Sanjiva Weerawarana Defends WS-*

      Comments Off on Sanjiva Weerawarana Defends WS-*

Sanjiva Weerawarana, one of the primary people responsible for the SOAP and WS-* specifications, defends them in an interview with InfoQ’s Stefan Tilkov:

InfoQ: Interview with Sanjiva Weerawarana: Debunking REST/WS-* Myths

Tilkov is a fairly hostile questioner, obviously arguing the REST viewpoint. Weerawarana provides calm and rational answers, though I don’t necessarily agree with them. Here are what I think his key points are, along with my responses.

SW: WS-* will cease to be an incomprehensible jumble of standards once Microsoft releases WCF, which will provide a straight-forward reference implementation. This does not mean that it will be a proprietary Microsoft standard because WSO2 (Weerawarana’s company) will release a reference implementation for other platforms. Implementations by Sun and others are incomplete and will go nowhere.

It sounds to me like it’s Microsoft or nothing then. I can’t see many big companies going with something from WSO2 (which the CIO has never heard of).

SW: REST is great at what it does, but it doesn’t provide standard ways to do things like authentication and authorization that some applications require.

Uh-huh. And what sort of applications are these?

SW: For example, ordering multi-million dollar items like jet engines over the web.

In other words, things that nobody actually wants to do yet. (And if someone wants to do them, they might arguably do better to evolve a solution on top of REST.)

This is a classic example of creating a standard to solve a hypothetical problem, then trying to implement it afterwards. Among other things, this ensures that the problems with the standard will only be discovered when it is too late to fix them.

SW: Most of the popular web applications like Internet banking and Google Maps are not RESTful.

This sounds like a red herring.

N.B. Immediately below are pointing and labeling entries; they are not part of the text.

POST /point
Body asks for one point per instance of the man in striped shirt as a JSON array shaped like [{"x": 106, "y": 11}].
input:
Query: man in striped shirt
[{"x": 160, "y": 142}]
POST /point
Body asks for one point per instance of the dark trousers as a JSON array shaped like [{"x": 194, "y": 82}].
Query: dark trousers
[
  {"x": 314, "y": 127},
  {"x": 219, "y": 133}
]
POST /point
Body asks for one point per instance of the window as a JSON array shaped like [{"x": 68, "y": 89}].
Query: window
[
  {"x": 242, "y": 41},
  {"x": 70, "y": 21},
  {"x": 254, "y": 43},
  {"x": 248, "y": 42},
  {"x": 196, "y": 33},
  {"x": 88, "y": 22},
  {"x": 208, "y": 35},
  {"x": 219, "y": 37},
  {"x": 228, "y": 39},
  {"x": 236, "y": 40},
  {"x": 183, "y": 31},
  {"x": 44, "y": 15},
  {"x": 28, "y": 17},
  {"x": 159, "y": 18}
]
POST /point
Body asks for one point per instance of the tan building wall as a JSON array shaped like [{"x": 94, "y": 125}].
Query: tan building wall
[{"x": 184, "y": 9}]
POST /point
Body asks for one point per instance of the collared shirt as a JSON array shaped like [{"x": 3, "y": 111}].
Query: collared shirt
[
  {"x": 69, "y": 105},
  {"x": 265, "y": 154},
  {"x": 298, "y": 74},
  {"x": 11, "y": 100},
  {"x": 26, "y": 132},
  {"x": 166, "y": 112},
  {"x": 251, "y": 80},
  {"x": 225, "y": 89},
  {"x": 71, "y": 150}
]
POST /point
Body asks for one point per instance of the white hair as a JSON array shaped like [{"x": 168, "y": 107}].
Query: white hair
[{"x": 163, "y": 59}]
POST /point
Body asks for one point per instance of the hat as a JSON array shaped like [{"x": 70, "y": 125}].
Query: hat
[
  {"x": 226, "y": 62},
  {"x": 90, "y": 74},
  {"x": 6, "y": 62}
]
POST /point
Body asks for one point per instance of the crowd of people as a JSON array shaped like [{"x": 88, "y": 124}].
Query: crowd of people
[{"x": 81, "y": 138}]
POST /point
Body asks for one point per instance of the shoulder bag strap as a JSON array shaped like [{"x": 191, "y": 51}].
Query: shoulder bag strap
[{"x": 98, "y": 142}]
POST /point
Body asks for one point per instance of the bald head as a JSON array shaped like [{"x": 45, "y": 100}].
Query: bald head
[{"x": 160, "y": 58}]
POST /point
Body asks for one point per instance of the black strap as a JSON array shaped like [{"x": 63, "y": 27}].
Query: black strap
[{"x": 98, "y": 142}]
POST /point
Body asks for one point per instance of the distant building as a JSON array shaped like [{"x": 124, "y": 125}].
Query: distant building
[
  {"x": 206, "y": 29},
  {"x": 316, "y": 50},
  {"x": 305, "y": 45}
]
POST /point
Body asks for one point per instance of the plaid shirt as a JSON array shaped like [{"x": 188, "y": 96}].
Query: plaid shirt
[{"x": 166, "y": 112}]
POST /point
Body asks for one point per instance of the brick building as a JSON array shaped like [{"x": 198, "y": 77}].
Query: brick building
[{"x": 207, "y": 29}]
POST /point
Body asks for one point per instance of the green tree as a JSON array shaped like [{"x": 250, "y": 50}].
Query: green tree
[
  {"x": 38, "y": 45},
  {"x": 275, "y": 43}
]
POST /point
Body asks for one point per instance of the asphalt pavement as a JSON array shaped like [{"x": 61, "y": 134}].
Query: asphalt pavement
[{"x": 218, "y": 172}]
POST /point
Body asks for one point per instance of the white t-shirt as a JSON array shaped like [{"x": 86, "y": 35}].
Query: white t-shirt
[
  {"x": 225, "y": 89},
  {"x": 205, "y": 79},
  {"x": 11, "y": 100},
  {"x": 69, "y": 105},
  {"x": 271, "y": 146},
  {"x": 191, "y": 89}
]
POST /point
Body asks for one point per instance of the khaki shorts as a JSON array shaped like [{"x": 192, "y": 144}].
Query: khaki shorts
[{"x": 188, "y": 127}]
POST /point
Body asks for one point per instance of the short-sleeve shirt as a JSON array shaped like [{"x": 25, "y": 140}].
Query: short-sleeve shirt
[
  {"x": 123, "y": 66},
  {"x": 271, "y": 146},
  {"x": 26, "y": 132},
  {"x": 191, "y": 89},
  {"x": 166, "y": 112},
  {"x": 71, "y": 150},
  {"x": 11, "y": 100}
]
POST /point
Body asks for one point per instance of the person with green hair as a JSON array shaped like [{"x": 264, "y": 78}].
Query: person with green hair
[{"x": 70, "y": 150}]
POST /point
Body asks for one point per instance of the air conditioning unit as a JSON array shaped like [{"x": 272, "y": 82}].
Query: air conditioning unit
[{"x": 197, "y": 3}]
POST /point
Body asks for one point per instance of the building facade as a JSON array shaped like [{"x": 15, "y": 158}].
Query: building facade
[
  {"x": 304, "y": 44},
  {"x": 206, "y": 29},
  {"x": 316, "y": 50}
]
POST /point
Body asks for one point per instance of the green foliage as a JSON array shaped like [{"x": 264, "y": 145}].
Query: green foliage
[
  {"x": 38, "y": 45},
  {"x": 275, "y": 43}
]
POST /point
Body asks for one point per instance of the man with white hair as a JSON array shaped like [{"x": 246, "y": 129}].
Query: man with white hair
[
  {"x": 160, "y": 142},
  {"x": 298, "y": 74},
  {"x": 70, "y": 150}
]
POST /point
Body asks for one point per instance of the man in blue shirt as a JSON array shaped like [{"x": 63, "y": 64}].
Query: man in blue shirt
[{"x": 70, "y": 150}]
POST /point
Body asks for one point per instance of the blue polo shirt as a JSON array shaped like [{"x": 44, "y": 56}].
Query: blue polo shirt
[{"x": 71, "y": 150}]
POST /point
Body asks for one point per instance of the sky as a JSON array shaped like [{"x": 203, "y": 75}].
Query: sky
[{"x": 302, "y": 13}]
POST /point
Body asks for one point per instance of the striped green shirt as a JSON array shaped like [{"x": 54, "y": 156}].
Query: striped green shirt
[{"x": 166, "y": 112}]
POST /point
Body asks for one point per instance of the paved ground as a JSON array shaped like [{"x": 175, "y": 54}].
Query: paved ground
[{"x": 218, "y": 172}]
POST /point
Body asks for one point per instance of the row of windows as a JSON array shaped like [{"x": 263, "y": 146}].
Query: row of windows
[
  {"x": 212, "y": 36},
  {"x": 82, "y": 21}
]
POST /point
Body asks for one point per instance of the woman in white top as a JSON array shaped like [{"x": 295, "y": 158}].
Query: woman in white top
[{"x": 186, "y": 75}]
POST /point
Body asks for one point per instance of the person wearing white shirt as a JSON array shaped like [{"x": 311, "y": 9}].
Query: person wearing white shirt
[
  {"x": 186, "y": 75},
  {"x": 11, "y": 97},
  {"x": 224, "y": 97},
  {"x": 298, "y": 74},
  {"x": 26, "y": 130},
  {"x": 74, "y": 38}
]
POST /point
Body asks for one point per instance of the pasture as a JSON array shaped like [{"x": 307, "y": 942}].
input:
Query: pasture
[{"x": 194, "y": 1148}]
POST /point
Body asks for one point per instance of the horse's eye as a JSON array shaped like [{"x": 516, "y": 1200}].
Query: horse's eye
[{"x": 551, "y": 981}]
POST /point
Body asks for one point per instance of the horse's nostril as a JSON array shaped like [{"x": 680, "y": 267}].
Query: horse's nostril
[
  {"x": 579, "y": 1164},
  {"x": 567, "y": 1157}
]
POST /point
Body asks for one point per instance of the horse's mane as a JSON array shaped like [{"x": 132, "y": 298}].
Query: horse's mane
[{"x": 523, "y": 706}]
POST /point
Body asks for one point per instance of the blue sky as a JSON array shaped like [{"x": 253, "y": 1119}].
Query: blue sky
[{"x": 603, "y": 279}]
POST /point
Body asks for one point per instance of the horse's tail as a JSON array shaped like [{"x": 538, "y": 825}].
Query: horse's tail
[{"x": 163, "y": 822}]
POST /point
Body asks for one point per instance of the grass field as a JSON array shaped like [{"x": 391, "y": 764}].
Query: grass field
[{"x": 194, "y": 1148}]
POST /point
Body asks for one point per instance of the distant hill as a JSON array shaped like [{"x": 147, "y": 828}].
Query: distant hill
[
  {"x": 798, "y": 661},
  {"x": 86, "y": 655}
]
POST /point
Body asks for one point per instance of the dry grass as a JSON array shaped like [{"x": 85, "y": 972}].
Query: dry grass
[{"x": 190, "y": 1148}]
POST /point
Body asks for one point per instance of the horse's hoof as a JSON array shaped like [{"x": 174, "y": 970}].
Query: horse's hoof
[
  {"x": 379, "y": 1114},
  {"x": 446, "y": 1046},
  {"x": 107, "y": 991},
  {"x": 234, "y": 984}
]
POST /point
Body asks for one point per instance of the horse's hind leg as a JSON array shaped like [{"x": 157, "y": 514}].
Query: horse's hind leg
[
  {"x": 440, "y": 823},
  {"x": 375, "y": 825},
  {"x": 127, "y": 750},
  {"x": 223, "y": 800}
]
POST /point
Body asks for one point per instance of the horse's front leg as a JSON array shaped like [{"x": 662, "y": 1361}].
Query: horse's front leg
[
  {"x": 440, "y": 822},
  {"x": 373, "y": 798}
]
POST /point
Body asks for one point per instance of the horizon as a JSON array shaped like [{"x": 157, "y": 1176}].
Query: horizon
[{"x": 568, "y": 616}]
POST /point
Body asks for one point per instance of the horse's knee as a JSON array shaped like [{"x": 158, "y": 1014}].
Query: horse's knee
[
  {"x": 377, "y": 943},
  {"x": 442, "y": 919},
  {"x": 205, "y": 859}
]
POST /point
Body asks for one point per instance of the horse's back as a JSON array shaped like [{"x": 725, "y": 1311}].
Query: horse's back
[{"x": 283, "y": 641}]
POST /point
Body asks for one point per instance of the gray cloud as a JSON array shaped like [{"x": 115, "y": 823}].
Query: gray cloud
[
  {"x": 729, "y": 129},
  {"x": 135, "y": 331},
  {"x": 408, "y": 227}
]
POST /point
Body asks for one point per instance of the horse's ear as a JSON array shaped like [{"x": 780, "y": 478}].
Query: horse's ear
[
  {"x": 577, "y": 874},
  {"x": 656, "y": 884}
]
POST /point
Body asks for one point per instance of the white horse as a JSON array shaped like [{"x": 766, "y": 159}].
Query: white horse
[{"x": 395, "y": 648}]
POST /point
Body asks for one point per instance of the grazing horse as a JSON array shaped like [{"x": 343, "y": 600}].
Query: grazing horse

What we are discussing here are alternate ways to implement programming interfaces (APIs) not user interfaces (UIs).

SW: REST is tied to HTTP. WS-* is protocol independent.

But HTTP is what everyone wants to use at the moment. They may be better off with an approach that works great with HTTP, instead of an approach that works clunkily with a lot of protocols.

SW: Toolkits like WCF will allow you to implement a service once and have it display multiple APIs: WS-*, POX, HTTP GET, and JSON.

And this is a good thing because…? It probably means massive additional complexity and confusion, and none of the APIs will work well.

SW: Addiing new features to REST requires the use of cookies or URL-rewriting, both of which are ugly and problematic.

“Cookies” are a special case of passing extra data in HTTP headers. This is a perfectly reasonable approach to extending REST.

SW: SOAP started out as RPC over the Web, but that was a mistake. WS-* today has nothing to do with RPC, so it is unfair to bring up the many failures of distributed RPC.

It’s true that the standards don’t require anything like RPC. But if you look at the actual toolkits that are needed to use WS-* (particularly WCF), at the documentation and marketing materials and instructional materials, it’s all RPC, RPC, RPC. So any applications built with these toolkits will tend to be RPC over the Web, with all the problems that entails.